THE Covid-19 pandemic, successive droughts among other economic shocks, have affected Government’s budget processes, but will not deter it from pursuing the developmental agenda in line with national vision of making Zimbabwe an upper middle-income economy by 2030, a Cabinet minister has said.
Covid-19 has affected most of the global economies and Zimbabwe has not been spared.
The pandemic came at a time when the country was still to recover from Cyclone Idai which hit Manicaland province last year in March and successive droughts in the 2018/19 and 2019/20 farming seasons.
In an interview yesterday on the sidelines of his visit to SOS Children’s Village in Bulawayo to assess Government funded projects under the 100-day cycle, Minister of State for Presidential Affairs Responsible for Monitoring and Implementation of Government Programmes Dr Joram Gumbo said disasters have created an additional cost for Government.
He said funds that could have been used to improve service delivery were diverted to attend to the natural disasters.
“Covid-19 has affected the 100-day cycle programme because it’s something that has come unexpected. It’s something that was unbudgeted for. Government operates on a budget and as such its programmes were affected when money was diverted to take care of the pandemic. Government had to house people who were infected by the pandemic, provide transport for returning citizens, provide frontline workers with personal protective equipment (PPE) and other such financial commitments. We are wearing masks now and these were not budgeted for by Government or any company,” he said.

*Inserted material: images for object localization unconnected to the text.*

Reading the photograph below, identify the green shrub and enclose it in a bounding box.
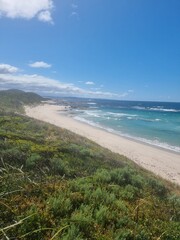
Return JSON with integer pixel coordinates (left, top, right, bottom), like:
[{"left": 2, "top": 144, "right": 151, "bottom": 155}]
[
  {"left": 61, "top": 224, "right": 83, "bottom": 240},
  {"left": 94, "top": 169, "right": 111, "bottom": 183},
  {"left": 110, "top": 167, "right": 133, "bottom": 186},
  {"left": 1, "top": 147, "right": 26, "bottom": 166},
  {"left": 114, "top": 228, "right": 133, "bottom": 240},
  {"left": 70, "top": 178, "right": 94, "bottom": 193},
  {"left": 18, "top": 205, "right": 44, "bottom": 240},
  {"left": 116, "top": 216, "right": 131, "bottom": 228},
  {"left": 147, "top": 178, "right": 168, "bottom": 198},
  {"left": 135, "top": 229, "right": 151, "bottom": 240},
  {"left": 168, "top": 195, "right": 180, "bottom": 221},
  {"left": 50, "top": 157, "right": 69, "bottom": 176},
  {"left": 70, "top": 192, "right": 84, "bottom": 208},
  {"left": 131, "top": 174, "right": 144, "bottom": 189},
  {"left": 121, "top": 185, "right": 139, "bottom": 200},
  {"left": 47, "top": 194, "right": 72, "bottom": 218},
  {"left": 25, "top": 153, "right": 41, "bottom": 169},
  {"left": 114, "top": 200, "right": 129, "bottom": 214},
  {"left": 70, "top": 204, "right": 94, "bottom": 237},
  {"left": 95, "top": 205, "right": 110, "bottom": 227},
  {"left": 91, "top": 187, "right": 107, "bottom": 204}
]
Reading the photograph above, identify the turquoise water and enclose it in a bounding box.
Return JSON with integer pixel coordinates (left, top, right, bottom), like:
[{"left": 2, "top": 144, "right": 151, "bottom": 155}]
[{"left": 58, "top": 98, "right": 180, "bottom": 153}]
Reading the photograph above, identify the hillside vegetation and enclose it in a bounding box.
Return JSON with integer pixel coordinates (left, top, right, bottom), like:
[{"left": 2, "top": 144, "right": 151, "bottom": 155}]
[
  {"left": 0, "top": 112, "right": 180, "bottom": 239},
  {"left": 0, "top": 90, "right": 180, "bottom": 239},
  {"left": 0, "top": 89, "right": 45, "bottom": 113}
]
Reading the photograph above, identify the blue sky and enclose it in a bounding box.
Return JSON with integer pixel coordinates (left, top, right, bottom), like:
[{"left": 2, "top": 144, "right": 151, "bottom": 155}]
[{"left": 0, "top": 0, "right": 180, "bottom": 101}]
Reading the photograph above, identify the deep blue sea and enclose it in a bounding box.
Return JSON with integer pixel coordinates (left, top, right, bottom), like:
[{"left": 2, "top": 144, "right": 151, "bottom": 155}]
[{"left": 58, "top": 98, "right": 180, "bottom": 153}]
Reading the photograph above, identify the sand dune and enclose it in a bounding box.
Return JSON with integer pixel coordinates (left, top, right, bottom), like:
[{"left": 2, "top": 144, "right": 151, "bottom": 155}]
[{"left": 25, "top": 104, "right": 180, "bottom": 185}]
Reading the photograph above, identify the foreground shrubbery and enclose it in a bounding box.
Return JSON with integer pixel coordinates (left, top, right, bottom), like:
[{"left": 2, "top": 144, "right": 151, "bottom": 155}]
[{"left": 0, "top": 113, "right": 180, "bottom": 239}]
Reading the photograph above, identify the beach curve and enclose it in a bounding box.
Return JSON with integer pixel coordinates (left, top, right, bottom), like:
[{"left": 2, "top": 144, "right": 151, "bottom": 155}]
[{"left": 25, "top": 103, "right": 180, "bottom": 185}]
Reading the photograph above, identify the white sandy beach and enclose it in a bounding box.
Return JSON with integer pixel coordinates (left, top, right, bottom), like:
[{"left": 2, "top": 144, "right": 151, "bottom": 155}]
[{"left": 25, "top": 104, "right": 180, "bottom": 185}]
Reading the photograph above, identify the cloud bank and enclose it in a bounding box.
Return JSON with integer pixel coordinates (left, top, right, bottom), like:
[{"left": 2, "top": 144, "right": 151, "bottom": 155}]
[
  {"left": 0, "top": 73, "right": 126, "bottom": 98},
  {"left": 0, "top": 0, "right": 54, "bottom": 23},
  {"left": 0, "top": 63, "right": 19, "bottom": 74},
  {"left": 0, "top": 63, "right": 133, "bottom": 99}
]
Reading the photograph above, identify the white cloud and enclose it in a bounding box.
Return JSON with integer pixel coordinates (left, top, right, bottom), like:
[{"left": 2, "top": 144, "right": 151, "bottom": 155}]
[
  {"left": 0, "top": 73, "right": 82, "bottom": 94},
  {"left": 85, "top": 81, "right": 95, "bottom": 85},
  {"left": 0, "top": 0, "right": 54, "bottom": 23},
  {"left": 0, "top": 63, "right": 132, "bottom": 99},
  {"left": 38, "top": 10, "right": 52, "bottom": 23},
  {"left": 0, "top": 73, "right": 125, "bottom": 99},
  {"left": 29, "top": 61, "right": 51, "bottom": 68},
  {"left": 0, "top": 63, "right": 19, "bottom": 74}
]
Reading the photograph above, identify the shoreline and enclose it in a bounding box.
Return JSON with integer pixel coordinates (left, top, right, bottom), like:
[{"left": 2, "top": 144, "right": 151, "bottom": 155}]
[
  {"left": 72, "top": 114, "right": 180, "bottom": 155},
  {"left": 25, "top": 104, "right": 180, "bottom": 185}
]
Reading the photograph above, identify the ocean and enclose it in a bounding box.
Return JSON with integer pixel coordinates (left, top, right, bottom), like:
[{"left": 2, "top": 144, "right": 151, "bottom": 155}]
[{"left": 57, "top": 98, "right": 180, "bottom": 153}]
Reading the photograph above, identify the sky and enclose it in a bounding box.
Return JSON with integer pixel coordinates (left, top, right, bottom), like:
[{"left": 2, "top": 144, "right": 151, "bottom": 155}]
[{"left": 0, "top": 0, "right": 180, "bottom": 101}]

Minister Gumbo, however, said despite the challenges that impacted on national coffers, Government continue to implement projects and programmes aimed at realising its Vision 2030.
“Government has continued to make provisions for national development despite the many challenges and economic difficulties. You can see the road infrastructure is still going on. You must also understand that because of drought that hit us for the past two farming seasons, we had to cushion the people which again was not budgeted for. Government has been importing grain from South Africa, Zambia and other countries to ensure the citizens do not go hungry. It has also been working with developmental partners such as the World Food Programme and other donors in providing food for our people,” he said.
Minister Gumbo said Government was not giving up because of shocks brought about by the pandemic and other natural disasters. “Government is balancing between managing the shocks and moving the country forward,” he said.
Minister Gumbo said projects such as Pfumvudza are part of the bigger schemes to address food security issues.
He said Government was also mechanising the agricultural sector through partnerships with countries such as Belarus.
At SOS Children’s Village, the Minister was informed that the institution received $115 000 in July to cover operational expenses, a figure he said needs to be reviewed in line with what is obtaining in the economy.
“The funds are inadequate to meet the growing needs of the home and the compelling need to review the quantum per capita grants cannot be ignored,” said Minister Gumbo.
He commended the institution for counselling the children housed at SOS Children’s Village, saying this was important in ensuring that they do not face difficulties when they leave the home. The institution is home to 92 children comprising 54 boys and 38 girls.
The children are divided into family units just like in any home and each family is headed by a mother. Minister Gumbo was taken through some of the homes where the mothers explained how they live with the children, projecting a normal home set up.
“I commend the efforts being made at this home aimed at ensuring the psychological development of children. During my tour, I have noticed that you make deliberate efforts to prepare children for integration into society when they have reached adulthood. I refer to the establishment of the SOS Youth Facility meant to enable youth who are between the age of 18 and 23 years of age to access tertiary education including vocational training in preparation for adult life,” said Minister Gumbo.
“This initiative will allow for their smooth transition into mainstream society and will help them avoid becoming street kids or engaging in prostitution and other criminal activities. Your set up is indeed unique because most children’s homes lag behind in terms of providing effective post-orphanage care and support programmes for orphans.”
Bulawayo Provincial Affairs and Devolution Minister Judith Ncube hailed SOS Children’s Village for its services to the disadvantaged children.